Face time trumps debates
This column was supposed to be about attending the first full-cast presidential debate in Sioux City, which would also have been my first presidential debate.
But, after learning non-Fox News media is sequestered in a "filing room" to watch the debate on a screen, I decided I could watch the debate on TV from home much easier.
The prospect of seeing the candidates up close and personal was enticing, especially considering I have yet to meet all of them in a local setting. Hanging out in the "spin room" also sounded like quite the opportunity; however, the candidates themselves will not be there to respond to the debate.
Needless to say, I was not any happier to hear this than Donald Trump was to hear only two candidates agreed to attend a debate moderated by him, considering the date had been circled on the calendar since it was announced.

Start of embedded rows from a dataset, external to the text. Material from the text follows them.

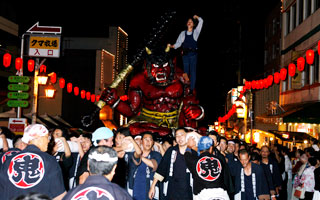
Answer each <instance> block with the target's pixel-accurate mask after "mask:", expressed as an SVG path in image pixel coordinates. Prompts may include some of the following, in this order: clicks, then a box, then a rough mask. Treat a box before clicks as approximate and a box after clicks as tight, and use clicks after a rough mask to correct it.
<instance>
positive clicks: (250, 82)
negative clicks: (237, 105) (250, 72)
mask: <svg viewBox="0 0 320 200" xmlns="http://www.w3.org/2000/svg"><path fill="white" fill-rule="evenodd" d="M246 83H247V89H248V90H251V82H250V81H247V82H246Z"/></svg>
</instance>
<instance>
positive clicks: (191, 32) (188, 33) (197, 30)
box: [174, 17, 203, 49]
mask: <svg viewBox="0 0 320 200" xmlns="http://www.w3.org/2000/svg"><path fill="white" fill-rule="evenodd" d="M198 20H199V23H198V25H197V27H196V28H195V29H194V30H193V39H194V40H195V41H197V40H198V38H199V35H200V32H201V29H202V25H203V19H202V18H201V17H199V18H198ZM185 34H186V31H182V32H181V33H180V35H179V37H178V39H177V41H176V43H175V44H174V49H177V48H179V47H180V46H181V45H182V43H183V42H184V38H185ZM191 34H192V32H189V31H187V35H191Z"/></svg>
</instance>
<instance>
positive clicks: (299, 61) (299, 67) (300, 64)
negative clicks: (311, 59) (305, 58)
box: [297, 57, 306, 72]
mask: <svg viewBox="0 0 320 200" xmlns="http://www.w3.org/2000/svg"><path fill="white" fill-rule="evenodd" d="M305 62H306V61H305V59H304V58H303V57H299V58H298V59H297V69H298V70H299V71H300V72H302V71H303V70H304V64H305Z"/></svg>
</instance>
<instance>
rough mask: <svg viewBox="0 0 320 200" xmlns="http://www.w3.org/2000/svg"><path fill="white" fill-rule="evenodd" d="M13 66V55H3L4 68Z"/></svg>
mask: <svg viewBox="0 0 320 200" xmlns="http://www.w3.org/2000/svg"><path fill="white" fill-rule="evenodd" d="M10 65H11V54H10V53H5V54H4V55H3V66H5V67H9V66H10Z"/></svg>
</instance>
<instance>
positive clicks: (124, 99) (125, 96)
mask: <svg viewBox="0 0 320 200" xmlns="http://www.w3.org/2000/svg"><path fill="white" fill-rule="evenodd" d="M120 100H121V101H127V100H128V96H127V95H122V96H120Z"/></svg>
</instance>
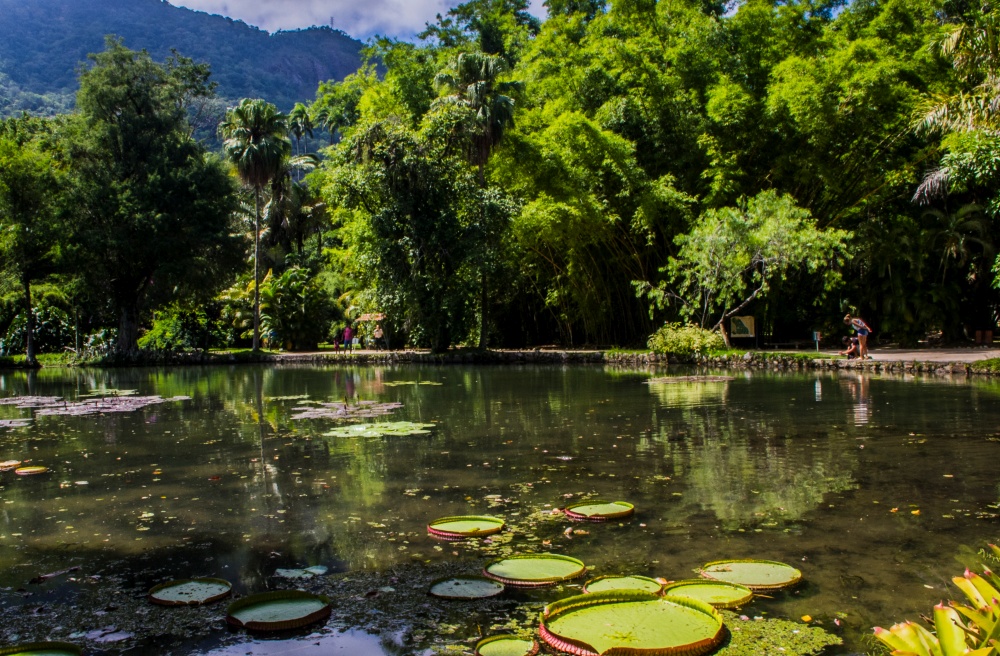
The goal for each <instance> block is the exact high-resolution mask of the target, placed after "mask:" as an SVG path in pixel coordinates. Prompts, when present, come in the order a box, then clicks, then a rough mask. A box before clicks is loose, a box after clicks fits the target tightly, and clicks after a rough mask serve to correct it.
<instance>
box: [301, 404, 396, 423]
mask: <svg viewBox="0 0 1000 656" xmlns="http://www.w3.org/2000/svg"><path fill="white" fill-rule="evenodd" d="M402 407H403V404H402V403H398V402H395V401H393V402H378V401H354V402H351V401H348V400H345V401H340V402H334V403H309V404H306V403H301V404H299V405H297V406H295V408H293V409H292V411H293V412H295V413H296V414H293V415H292V417H291V418H292V419H293V420H296V419H337V420H345V419H372V418H374V417H381V416H383V415H387V414H390V413H392V412H393V411H395V410H398V409H399V408H402Z"/></svg>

But, as publisher Paula Buenger reminded, it's the face time that really matters. For her, that face time included a half-hour car ride with Elizabeth Dole and a chat with Joe Biden sitting on small chairs in an empty kindergarten classroom.
My face time thus far includes talking with Rick Santorum between his bites of his Pizza Ranch pizza and asking Herman Cain questions while he waited for his lunch at La Chiesa. Though Cain has since dropped out of the race, it was that meeting that resulted in one of my photographs being published in The New York Times, The Wall Street Journal, The (Cleveland) Plain Dealer Investment News. That's something I wouldn't have gotten at a debate.
Yes, debates give voters an opportunity to see how candidates stack up against each other and respond to criticism. But, do they really give voters an opportunity to get to know candidates beyond the rehearsed answers and pointed attacks of their opponents?
In short, no they do not.
Part of the reason Iowa is first in the nation is because Iowans have a reputation for doing their homework, showing up and asking good questions. Based on the answers, they not only get an idea of what the candidate wants to do, but also their character.
While Iowa's first-in-the-nation status is under fire, including from a University of Iowa professor, what should be under fire is the number of debates.
There has simply been too many of them and even northwest Iowa, normally a sort of Mecca for GOP candidates, has taken a hit in candidate appearances. Even President Obama campaigned in Spencer twice.
Candidates should be encouraged to sit down -- whether in a kindergarten classroom or an upscale restaurant -- and engage with voters.
While debates may bring ratings and dollars for national and international media outlets, the face time with voters and media outlets of all sizes should carry more weight.
I'll take the latter before the former any day of the week.